What he learned, Zack said in remarks to the House and in a follow-up interview with the ABA Journal, was that “the loss of liberty is not theoretical. When you have to leave your home, it’s real.” And, he said, just as his family lost its liberty in Cuba under the Castro regime, “we today are under the same attack against our justice system. We are fighting to establish the rule of law around the world, and we are in danger of losing it here in the United States.”

Those concerns are at the heart of a presidential agenda that Zack, who is administrative partner in the Miami office of Boies, Schiller & Flexner, outlined in his speech to the House. For his term as association president, which ends at the close of next year’s ABA Annual Meeting in Toronto, Zack proposed four initiatives:

• A Task Force on the Preservation of the Justice System will be co-chaired by David Boies of Armonk, N.Y., who is the chairman of Boies, Schiller & Flexner, and former U.S. Solicitor General Theodore B. Olson, a partner at Gibson, Dunn & Crutcher in Washington, D.C. Financial pressures are causing severe cutbacks in court operations, said Zack. As a result, “the potential to lose the rule of law in our country is very real,” he warned. The task force will focus on how the recession is affecting access to justice in American courts.

• Zack is creating the American Bar Academy to teach civics to high school students as part of an effort to make civics education a national priority. “Without people understanding their obligations, rights are meaningless,” said Zack. “We have to re-engage our children, but also ourselves, to civics.” The co-chairs for this effort are Paulette Brown, a partner at Edwards Angell Palmer & Dodge in Madison, N.J., and Marna S. Tucker, senior partner at Feldesman Tucker Leifer Fidell in Washington, D.C.

• Zack also is creating a Commission on Hispanic Legal Rights to identify legal barriers to full participation in the U.S. justice system by the nation’s largest and fastest-growing minority group. “We must fully integrate Hispanics into our profession and our society,” Zack said.
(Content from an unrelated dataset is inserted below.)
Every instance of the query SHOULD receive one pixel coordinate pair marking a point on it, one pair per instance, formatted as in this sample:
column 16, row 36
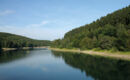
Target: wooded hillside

In particular, he said, “our profession has to mirror our society. If it doesn’t, it will lose credibility with the public.” The commission will be headed by Cesar L. Alvarez of Miami, executive chairman of Greenberg Traurig, and musician Emilio Estefan.

• Finally, the Special Committee on Disaster Response and Preparedness will focus on how courts and the organized bar can prepare in advance to respond to disasters. Zack noted that, after Hurricane Katrina, thousands of lawyers volunteered to go to Louisiana to help out, but the state’s courts turned them away, claiming that they would be engaging in unauthorized practice of law as attorneys unlicensed in the state.

Since then, courts of 18 states have passed a “Katrina rule” that would allow for such pro bono work during times of disaster. Zack also said the legal profession must be prepared to respond to government actions to restrict individual rights in the wake of terrorist attacks and other manmade disasters. “We need to talk about those things, think about those things,” he said. “Otherwise, when it happens, it’ll be too late to respond.”

In addition to these initiatives, Zack will be dealing with other ongoing issues as they reach critical stages, including the ABA’s efforts to rebuild membership numbers, and to address the challenges of globalization and technology (primarily through the work of the Ethics 20/20 Commission created by his predecessor, Carolyn B. Lamm of Washington, D.C.). On both issues, recommendations may reach the House during Zack’s watch.


Correction

In the print version and initial online version of "Stephen Zack's Long Journey to the ABA Presidency," September, misidentified the honorary chair of the Commission on Hispanic Legal Rights and Responsibilities. He is musician Emilio Estefan, not actor Emilio Estevez.